DAML notes

8. Classification and Regression trees (CARTs)

# RUN THIS CELL FIRST

# imports
import numpy as np
import matplotlib.pyplot as plt
import graphviz
from matplotlib.colors import ListedColormap

# Sklearn imports
from sklearn.tree import (
    DecisionTreeClassifier,
    DecisionTreeRegressor,
    plot_tree,
    export_graphviz,
)
from sklearn.inspection import DecisionBoundaryDisplay
from sklearn.datasets import make_moons
from sklearn.model_selection import train_test_split
from sklearn.ensemble import BaggingClassifier, GradientBoostingClassifier

# This makes matplotlib output nice figures without much tweaking
plt.rcParams.update(
    {
        "lines.markersize": 10,  # Big points
        "font.size": 15,  # Larger font
        "xtick.major.size": 5.0,  # Bigger xticks
        "ytick.major.size": 5.0,  # Bigger yticks
    }
)

8.1 Non-parametric models

The linear models we have considered thus far are parametric. They have a fixed set of parameters which effectively means they have a fixed capacity. The number of parameters doesn’t scale with the number of data points. $k$-nearest neighbours which we saw last week is an example of a non-parametric model. Intuitively, its decision boundary gets more complicated the more data points there are; it is a model whose capacity scales with the number of data points.
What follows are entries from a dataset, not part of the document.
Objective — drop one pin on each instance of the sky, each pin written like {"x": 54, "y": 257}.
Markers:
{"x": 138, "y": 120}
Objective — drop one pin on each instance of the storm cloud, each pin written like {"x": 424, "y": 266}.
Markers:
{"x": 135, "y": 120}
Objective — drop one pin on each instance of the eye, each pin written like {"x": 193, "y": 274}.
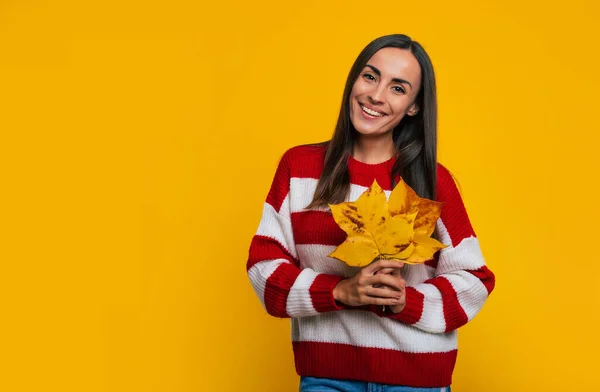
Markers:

Another family of non-parametric models are classification and regression trees (CARTs) which are also known as decision trees. They are worth being aware of because they tend to be the state-of-the-art on tabular datasets, beating deep neural networks most of the time. While tabular datasets are arguably less exciting than datasets of text or images, they do make up a lot of the world’s data. Think how many Excel spreadsheets that you have come across in your life so far!

8.2 Classification trees

These look like upside down trees, and are best understood visually. First, let’s generate and plot some training data for a multiclass problem.

np.random.seed(42)
x0 = np.vstack(
    (np.random.normal(0, 0.25, size=10), np.random.normal(0, 0.25, size=10))
).T
x1 = np.vstack(
    (np.random.normal(1, 0.25, size=10), np.random.normal(1, 0.25, size=10))
).T
x2 = np.vstack(
    (np.random.normal(0, 0.25, size=10), np.random.normal(1, 0.25, size=10))
).T

X = np.vstack((x0, x1, x2))
y = np.hstack((0 * np.ones(10), 1 * np.ones(10), 2 * np.ones(10)))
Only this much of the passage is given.